Teri A Lansdell

Primary Appointment

Research Assistant Professor of Molecular Physiology and Biological Physics, Molecular Physiology and Biological Physics

Research Interests

Determine how cardiovascular disease influences hormonal and metabolic contributions to the development of dementia

Research Description

Brain insulin resistance is a significant feature of dementia.


Dementia is a group of neurological and vascular disorders that are characterized by cognitive impairment that is severe enough to interfere with one's daily function. Brain insulin resistance is a significant feature of dementia. In fact, greater than 80% of patients with dementia are also insulin resistant. The Lansdell laboratory studies the role of insulin signaling in regulating cerebral microvascular and cognitive function.


Chronic cerebral hypoperfusion is a major cause of vascular dementia.


Chronic cerebral hypoperfusion (CCH) is a condition in which cerebral blood flow gradually decreases, eventually leading to injury of neuronal tissue and the development of vascular dementia. Cardiovascular diseases including hypertension, and carotid artery stenosis are thought to cause dementia due to CCH. It remains to be determined how pathological states, such as hypertension, carotid artery stenosis, and diabetes affect PA structure and function.


Hypertension: Nearly half the adult population in the U.S. has hypertension. Hypertension often goes undiagnosed and/or untreated. This population is at risk for developing dementia.


Carotid artery stenosis: Over 30% of the U.S. population has some degree of carotid artery stenosis. Screening for asymptomatic carotid artery stenosis is generally not recommended. However, work from our lab suggests that this population is at risk for developing dementia.


Parenchymal arterioles are the “bottleneck” to perfusion of the brain.
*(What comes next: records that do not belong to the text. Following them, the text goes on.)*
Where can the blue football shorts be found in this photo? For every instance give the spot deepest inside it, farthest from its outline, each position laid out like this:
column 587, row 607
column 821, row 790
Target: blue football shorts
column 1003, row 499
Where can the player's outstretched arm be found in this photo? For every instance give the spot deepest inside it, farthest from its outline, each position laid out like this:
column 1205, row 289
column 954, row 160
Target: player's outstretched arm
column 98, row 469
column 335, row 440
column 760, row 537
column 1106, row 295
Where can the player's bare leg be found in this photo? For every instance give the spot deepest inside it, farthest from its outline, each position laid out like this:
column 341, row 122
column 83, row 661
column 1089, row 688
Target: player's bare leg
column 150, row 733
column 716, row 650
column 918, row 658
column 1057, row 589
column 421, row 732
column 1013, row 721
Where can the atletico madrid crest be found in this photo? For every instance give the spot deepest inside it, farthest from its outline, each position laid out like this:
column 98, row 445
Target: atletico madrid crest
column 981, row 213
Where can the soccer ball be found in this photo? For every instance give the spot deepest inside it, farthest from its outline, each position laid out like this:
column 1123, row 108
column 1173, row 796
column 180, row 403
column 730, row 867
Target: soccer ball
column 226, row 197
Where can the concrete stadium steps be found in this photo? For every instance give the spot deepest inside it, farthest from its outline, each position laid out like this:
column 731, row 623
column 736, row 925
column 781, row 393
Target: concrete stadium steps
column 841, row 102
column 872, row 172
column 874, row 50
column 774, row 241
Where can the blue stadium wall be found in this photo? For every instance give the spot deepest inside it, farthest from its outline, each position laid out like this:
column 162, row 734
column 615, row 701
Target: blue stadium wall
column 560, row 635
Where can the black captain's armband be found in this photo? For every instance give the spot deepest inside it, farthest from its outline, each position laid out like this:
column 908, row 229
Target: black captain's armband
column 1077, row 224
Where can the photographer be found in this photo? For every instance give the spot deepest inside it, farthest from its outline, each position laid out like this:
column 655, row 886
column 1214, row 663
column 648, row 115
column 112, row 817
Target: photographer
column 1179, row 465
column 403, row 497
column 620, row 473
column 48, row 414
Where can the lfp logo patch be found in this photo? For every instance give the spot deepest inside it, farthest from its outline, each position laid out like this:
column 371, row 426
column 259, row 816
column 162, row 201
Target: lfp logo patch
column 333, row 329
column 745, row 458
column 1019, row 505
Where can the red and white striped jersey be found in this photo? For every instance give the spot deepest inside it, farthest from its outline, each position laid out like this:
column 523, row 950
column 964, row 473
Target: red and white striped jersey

Parenchymal arterioles (PAs) are high resistance blood vessels that diverge from pial arteries. These arterioles dive deep into the brain parenchyma and perfuse discrete columns of neuronal tissue. Because PAs are long and relatively unbranched, they form a bottle neck of perfusion to the brain. Impairment of one PA can result in the loss of perfusion to an entire column of brain tissue. There is a significant gap in our understanding of insulins effects on PA function.


 


Does insulin resistance impair endothelial-dependent dilation of PAs?


It is evident that impaired vasodilation occurs in the peripheral vasculature in models of insulin resistance. In healthy large cerebral arteries, insulin induces endothelium-dependent dilation. Bilateral carotid artery stenosis results in impaired endothelium-dependent dilation of PAs in rats. We previously showed that these rats also develop insulin resistance. We are currently investigating the role of CCH-induced insulin resistance in insulin signaling and endothelium-dependent dilation of PAs.


My lab’s overarching goal is to discover pathological changes in the mechanisms of endothelial-dependent dilation in cerebral PAs under conditions that cause CCH. We use rodent models of CCH to understand the cellular mechanisms underpinning PA dysfunction and associated cognitive impairment. It is our hope that discoveries found through our work can be used to develop new treatments for patients with atherosclerosis or hypertension that will prevent or mitigate the development of dementia.


Sponsored Projects


Alzheimer’s Association Research Fellowship 22-9746618; Cerebral Hypoperfusion Induces Insulin Resistance and Exacerbates Dementia. Principal Investigator Dr. Teri Lansdell


 

Selected Publications

No publications found.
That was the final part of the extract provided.